Reporter: Maizal Walfajri | Editor: Herlina Kartika Dewi
Hal itu ia ungkapkan pada diskusi InfobankTalkNews Media Discussion dengan tema ‘Outlook Pasar Modal 2022: Momentum Pemulihan Ekonomi dan Imbas Tapering The Fed’ Jumat, 29 Oktober 2021.
"Di tahun 2021 sampai September, sudah ada 38 perusahaan baru yang tercatat di BEI. Di pipeline masih ada sekitar 21 - 27. Kita berharap sampai akhir tahun bisa tembus diatas 50 dan melebihi pencapaian kita di 2020," ucapnya.
BEI mencatat jumlah dana yang dihimpun lewat pasar modal di 2021 juga melonjak cukup tajam jika dibandingkan 2020. Jika tahun lalu dana yang dihimpun mencapai Rp 5 triliun, saat ini dana yang terkumpul dari penawaran saham perdana sudah menembus lebih dari Rp 30 triliun. Hal ini tidak lepas dari aksi korporasi perusahaan besar seperti Bank Rakyat Indonesia (BRI) dan IPO perusahaan teknologi seperti Bukalapak.
Lebih jauh, ketertarikan korporasi memanfaatkan pasar modal sebagai sumber pembiayaan juga tidak lepas dari jumlah investor yang terus bertambah.
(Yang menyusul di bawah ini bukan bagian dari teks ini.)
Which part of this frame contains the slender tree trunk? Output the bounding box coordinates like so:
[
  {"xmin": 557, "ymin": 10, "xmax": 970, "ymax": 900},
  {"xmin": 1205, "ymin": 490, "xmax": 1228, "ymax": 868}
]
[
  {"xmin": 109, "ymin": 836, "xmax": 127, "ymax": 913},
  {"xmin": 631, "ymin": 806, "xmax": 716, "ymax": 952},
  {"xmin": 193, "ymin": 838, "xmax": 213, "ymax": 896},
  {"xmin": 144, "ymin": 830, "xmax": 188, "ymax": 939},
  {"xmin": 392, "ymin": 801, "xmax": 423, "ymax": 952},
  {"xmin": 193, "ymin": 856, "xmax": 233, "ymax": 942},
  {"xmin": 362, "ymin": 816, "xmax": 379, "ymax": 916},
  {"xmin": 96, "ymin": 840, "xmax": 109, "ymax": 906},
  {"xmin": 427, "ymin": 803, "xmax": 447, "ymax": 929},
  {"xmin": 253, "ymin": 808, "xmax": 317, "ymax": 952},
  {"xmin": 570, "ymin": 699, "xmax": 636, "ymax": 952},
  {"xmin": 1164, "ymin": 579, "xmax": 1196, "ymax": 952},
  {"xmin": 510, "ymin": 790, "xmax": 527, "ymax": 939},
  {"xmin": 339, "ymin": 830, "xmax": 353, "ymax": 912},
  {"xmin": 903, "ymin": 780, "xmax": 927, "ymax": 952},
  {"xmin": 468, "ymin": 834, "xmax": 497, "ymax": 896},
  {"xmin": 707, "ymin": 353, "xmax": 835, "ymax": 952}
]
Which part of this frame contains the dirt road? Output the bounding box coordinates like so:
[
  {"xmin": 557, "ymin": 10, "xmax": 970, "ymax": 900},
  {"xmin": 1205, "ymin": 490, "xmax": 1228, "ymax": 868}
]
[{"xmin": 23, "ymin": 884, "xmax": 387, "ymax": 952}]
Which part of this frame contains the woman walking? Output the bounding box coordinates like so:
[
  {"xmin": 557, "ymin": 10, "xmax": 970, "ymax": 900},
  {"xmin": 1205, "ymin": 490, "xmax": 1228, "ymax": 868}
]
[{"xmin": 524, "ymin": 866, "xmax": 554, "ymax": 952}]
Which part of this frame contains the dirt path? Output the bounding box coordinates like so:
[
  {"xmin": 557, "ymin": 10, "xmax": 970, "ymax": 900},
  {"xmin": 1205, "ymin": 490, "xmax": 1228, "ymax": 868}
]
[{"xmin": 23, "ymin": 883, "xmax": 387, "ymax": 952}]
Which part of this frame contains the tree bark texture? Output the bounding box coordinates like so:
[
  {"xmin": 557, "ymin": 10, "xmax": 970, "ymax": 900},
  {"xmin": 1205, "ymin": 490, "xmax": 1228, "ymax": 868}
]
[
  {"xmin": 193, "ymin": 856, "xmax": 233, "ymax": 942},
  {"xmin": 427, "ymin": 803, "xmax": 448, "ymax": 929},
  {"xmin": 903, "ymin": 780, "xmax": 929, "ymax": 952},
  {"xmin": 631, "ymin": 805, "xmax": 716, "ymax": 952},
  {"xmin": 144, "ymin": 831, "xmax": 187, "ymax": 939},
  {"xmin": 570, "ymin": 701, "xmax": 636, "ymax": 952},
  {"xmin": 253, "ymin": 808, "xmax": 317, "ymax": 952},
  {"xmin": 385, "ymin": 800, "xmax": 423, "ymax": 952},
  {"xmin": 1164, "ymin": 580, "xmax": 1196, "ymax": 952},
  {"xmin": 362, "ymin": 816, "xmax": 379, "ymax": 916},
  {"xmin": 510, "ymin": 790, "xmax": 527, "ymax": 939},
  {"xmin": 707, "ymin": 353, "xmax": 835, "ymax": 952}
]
BEI mencatat hingga September 2021, jumlah investor di pasar modal Indonesia sudah bertambah sebanyak 6,4 juta. Angka ini meningkat 65,74% jika dibandingkan dengan periode yang sama pada tahun sebelumnya.
Baca Juga: Meski Sumber Dana Belum Jelas, Evergrande Disebut Telah Lunasi Kupon Tertunggak
Semakin besarnya pasar modal Indonesia diharapkan dapat berdampak baik pada perekonomian. Sehingga pemulihan ekonomi bisa berjalan lebih cepat dan efektif.
Direktur Equtor Swarna Investama Hans Kwee menambahkan, dampak tapering mungkin tidak akan terlalu besar menggangu pasar saham di negara berkembang, termasuk Indonesia. Menurutnya, hal tersebut disebabkan oleh beberapa hal, diantaranya The Fed sudah sangat transparan, kebijakan ini sudah diantisipasi pelaku pasar dan pembuat kebijakan cukup lama, kondisi ekonomi makro Indonesia lebih baik ketimbang tahun 2013 silam.
“Lalu, mata uang negara berkembang termasuk Indonesia saat ini pada posisi undervalued, dominasi kepemilikan asing di instrument keuangan Indonesia relative lebih kecil dan bantalan yang lebar (yield obligasi pemerintah bertenor 10 tahun),” kata Hans Kwee.
Namun, lanjut Hans Kwee, yang justru seharusnya diperhatikan adalah peluang The Fed menaikkan suku bunga jauh lebih cepat daripada negara-negara maju yang lain. Karena, sembilan dari 18 pejabat The Fed siap untuk menaikkan suku bunga tahun depan sebagai respons atas kenaikan inflasi yang diperkirakan mencapai 4,2% pada tahun ini, lebih dari dua kali lipat dari target yang ditetapkan 2%.
“Bila terjadi kenaikan suku bunga di tahun 2022 diperkirakan akan memberikan dampak yang lebih besar dan lama terhadap pasar keuangan negara berkembang,” pungkasnya.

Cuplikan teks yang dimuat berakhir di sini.